Damit waren alle Untertanen vom Gehorsamseid entbunden (aufgrund des kirchlichen Banns auf Heinrich). Dies unterstützte der deutsche Adel, der nun auf mehr
Autonomie gegenüber dem König hoffte. 1077 war eine Versammlung geplant, auf
der Heinrich abgesetzt werden sollte. Dieser kam dem mit seinem Bußgang in Canossa (1077) zuvor, wo er dem Papst seine priesterlichen Pflichten abnötigte.
Dennoch war der Schaden für das Königtum immens: Der König war als Laie und
Sünder aufgetreten, die Sakralwürde des weltlichen Herrschers war erschüttert.

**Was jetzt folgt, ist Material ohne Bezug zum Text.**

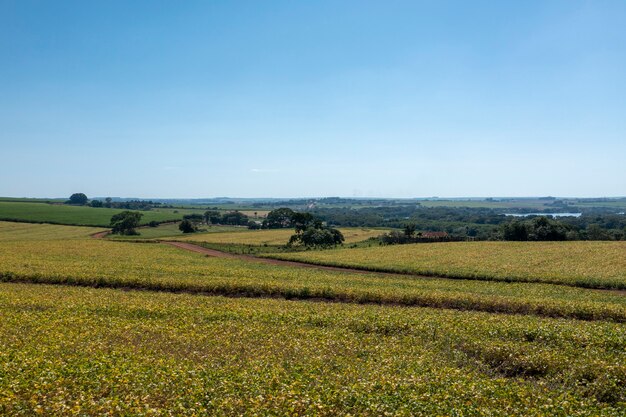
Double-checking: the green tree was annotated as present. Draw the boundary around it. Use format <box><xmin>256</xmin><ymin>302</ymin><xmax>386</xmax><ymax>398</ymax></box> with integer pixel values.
<box><xmin>404</xmin><ymin>223</ymin><xmax>417</xmax><ymax>239</ymax></box>
<box><xmin>263</xmin><ymin>207</ymin><xmax>295</xmax><ymax>229</ymax></box>
<box><xmin>111</xmin><ymin>211</ymin><xmax>143</xmax><ymax>235</ymax></box>
<box><xmin>178</xmin><ymin>219</ymin><xmax>196</xmax><ymax>233</ymax></box>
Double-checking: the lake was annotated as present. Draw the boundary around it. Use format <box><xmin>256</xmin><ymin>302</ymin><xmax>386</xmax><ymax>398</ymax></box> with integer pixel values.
<box><xmin>505</xmin><ymin>213</ymin><xmax>582</xmax><ymax>217</ymax></box>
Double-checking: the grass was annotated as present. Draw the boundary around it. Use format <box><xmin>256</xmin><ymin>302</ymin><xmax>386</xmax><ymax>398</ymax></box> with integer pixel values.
<box><xmin>0</xmin><ymin>221</ymin><xmax>106</xmax><ymax>242</ymax></box>
<box><xmin>0</xmin><ymin>201</ymin><xmax>182</xmax><ymax>227</ymax></box>
<box><xmin>108</xmin><ymin>222</ymin><xmax>243</xmax><ymax>240</ymax></box>
<box><xmin>180</xmin><ymin>227</ymin><xmax>385</xmax><ymax>246</ymax></box>
<box><xmin>0</xmin><ymin>234</ymin><xmax>626</xmax><ymax>322</ymax></box>
<box><xmin>265</xmin><ymin>242</ymin><xmax>626</xmax><ymax>289</ymax></box>
<box><xmin>0</xmin><ymin>284</ymin><xmax>626</xmax><ymax>416</ymax></box>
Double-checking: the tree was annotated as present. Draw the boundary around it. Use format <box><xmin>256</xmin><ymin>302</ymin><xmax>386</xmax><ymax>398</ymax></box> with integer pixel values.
<box><xmin>220</xmin><ymin>211</ymin><xmax>249</xmax><ymax>226</ymax></box>
<box><xmin>65</xmin><ymin>193</ymin><xmax>89</xmax><ymax>206</ymax></box>
<box><xmin>204</xmin><ymin>210</ymin><xmax>222</xmax><ymax>224</ymax></box>
<box><xmin>111</xmin><ymin>211</ymin><xmax>143</xmax><ymax>235</ymax></box>
<box><xmin>178</xmin><ymin>219</ymin><xmax>196</xmax><ymax>233</ymax></box>
<box><xmin>288</xmin><ymin>227</ymin><xmax>344</xmax><ymax>247</ymax></box>
<box><xmin>287</xmin><ymin>213</ymin><xmax>344</xmax><ymax>247</ymax></box>
<box><xmin>262</xmin><ymin>207</ymin><xmax>296</xmax><ymax>229</ymax></box>
<box><xmin>404</xmin><ymin>223</ymin><xmax>417</xmax><ymax>239</ymax></box>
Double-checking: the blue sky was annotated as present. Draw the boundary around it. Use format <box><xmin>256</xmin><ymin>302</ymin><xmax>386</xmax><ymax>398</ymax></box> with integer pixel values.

Das Wormser Konkordat (1122) fixierte den kaiserlichen Verzicht auf die Investitur. In
Deutschland blieb es zwar bei der Beibehaltung der Reichskirche (Bischöfe als
Lehnsträger des Königs), in Burgund und Italien verloren das imperium aber den Einfluss auf die Wahl der Bischöfe. Langfristig wurden die Bischöfe freier vom König aber auch auch unabhängiger vom Papst.
Die langfristigen Folgen waren eine Entsakralisierung des imperiums, eine Verselbständigung der Fürsten und eine Distanzierung der Bischöfe von Rom. Beide Seiten
erlitten ein Machtvakuum: 1077 spaltete sich das deutsche Reich unter dem Gegenkönig der Fürsten, Rudolf von Schwaben; in der Kirche gab es mit Clemens III einen
Gegenpapst, der mit Henrich IV sympathisierte. Gregor VII floh.
Beide Universalansprüche waren also aufeinandergeprallt, zunächst hatte das Papsttum als solches sich durchgesetzt: Innocenz III (1198-1216) war der Papst mit dem
wohl größten weltlichen Macht aller Päpste. Er setzte weltliche Herrscher ein und ab
(1245: Kaiser abgesetzt und Kreuzzug gegen die Ketzer gestartet); auf der vierten
Lateransynode 1215 konnte er das Papsttum ausbauen. 1268 fiel der letzte Stauferkönig. Für mehrere Jahrhunderte bedeutet der Sieg des Papstes die Ausschaltung
des deutschen Kaisers aus der Politik.